Children and adolescents with anxiety often experience panic attacks.  During a panic attack children experience intense anxiety and a range of physical symptoms:

– Increased heart rate
– Sweating
– Trembling or shaking
– Shortness of breath
– Chest pain
– Dizziness
– Nausea
– Chills or hot flushes

Children and adolescents with panic disorder worry about having future panic attacks or about what their panic attacks mean.  For example, some children worry that their panic attacks mean they have cancer or another life-threatening illness.

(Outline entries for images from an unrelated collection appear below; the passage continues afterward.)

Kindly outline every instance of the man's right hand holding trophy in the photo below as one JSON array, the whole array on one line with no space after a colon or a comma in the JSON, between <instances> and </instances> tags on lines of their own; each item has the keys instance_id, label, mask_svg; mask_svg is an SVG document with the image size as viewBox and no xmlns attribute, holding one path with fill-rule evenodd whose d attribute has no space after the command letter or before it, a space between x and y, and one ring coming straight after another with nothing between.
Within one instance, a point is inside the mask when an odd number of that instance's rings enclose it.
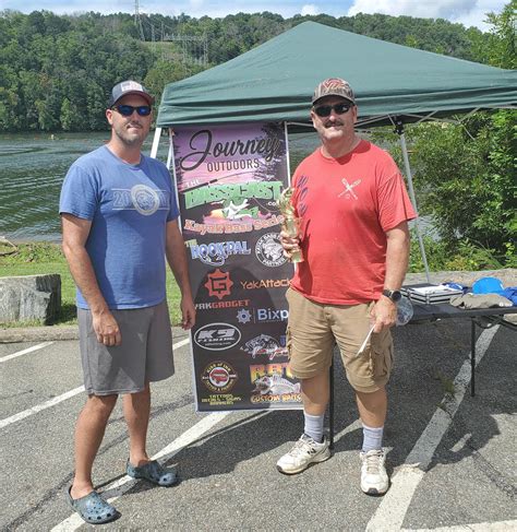
<instances>
[{"instance_id":1,"label":"man's right hand holding trophy","mask_svg":"<svg viewBox=\"0 0 517 532\"><path fill-rule=\"evenodd\" d=\"M281 224L280 241L284 248L284 255L293 263L303 262L303 256L300 249L300 218L294 214L294 206L291 199L294 189L288 187L281 192L278 200L278 209L284 215Z\"/></svg>"}]
</instances>

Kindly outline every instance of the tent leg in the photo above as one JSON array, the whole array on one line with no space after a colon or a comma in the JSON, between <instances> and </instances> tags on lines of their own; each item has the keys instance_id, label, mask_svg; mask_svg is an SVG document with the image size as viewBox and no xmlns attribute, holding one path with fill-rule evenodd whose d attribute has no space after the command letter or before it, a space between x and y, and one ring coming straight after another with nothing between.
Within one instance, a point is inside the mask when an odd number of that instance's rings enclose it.
<instances>
[{"instance_id":1,"label":"tent leg","mask_svg":"<svg viewBox=\"0 0 517 532\"><path fill-rule=\"evenodd\" d=\"M153 138L153 146L151 147L151 156L153 158L156 158L156 154L158 153L158 144L159 144L160 135L161 135L161 128L156 128L155 135Z\"/></svg>"},{"instance_id":2,"label":"tent leg","mask_svg":"<svg viewBox=\"0 0 517 532\"><path fill-rule=\"evenodd\" d=\"M414 212L417 213L417 217L414 218L414 228L417 229L420 255L422 256L423 268L425 269L425 277L428 279L428 283L431 283L428 258L425 257L425 248L423 246L422 233L420 230L420 223L419 223L418 209L417 209L417 198L414 197L413 178L411 175L411 167L409 166L408 149L406 146L406 134L404 133L404 127L401 131L397 131L397 133L400 137L400 146L402 149L404 166L406 168L406 177L408 178L409 197L411 198L411 203L413 204Z\"/></svg>"}]
</instances>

Children with panic disorder often seek reassurance from their parents or ask to be taken to the doctor for tests.  Unfortunately, visiting a doctor doesn’t alleviate anxiety in the long-term as children worry that the doctor may have
missed something.

Children with panic disorder might develop other worry behaviour as well, including: avoiding being alone, always carrying a mobile phone in case of a health emergency, or checking their heart beat throughout the day.

Specific Phobia

Most children are afraid of the dark, scared of thunderstorms, or fearful of needles at some point, but overtime these fears fade.  Phobias only receive a formal diagnosis if they:

– Continue for more than 6 months
– Cause significant anxiety (which may include physical symptoms)
– Interfere with a child’s normal routines

Common phobias in children and adolescents include:

– Animal phobias
– Fears relating to specific situations (e.g. flying, bridges, elevators)
– Natural environmental phobias (e.g. fear of storms, heights, water)
– Phobia’s related to being injured or seeing blood
– A fear of loud noises
– Fear of costumed characters

Children and adolescents with specific phobias go out of their way to avoid the object or situation they fear, or endure the feared object or situation with extreme distress.  Younger children may express their anxiety through tantrums, clinginess, or tearfulness.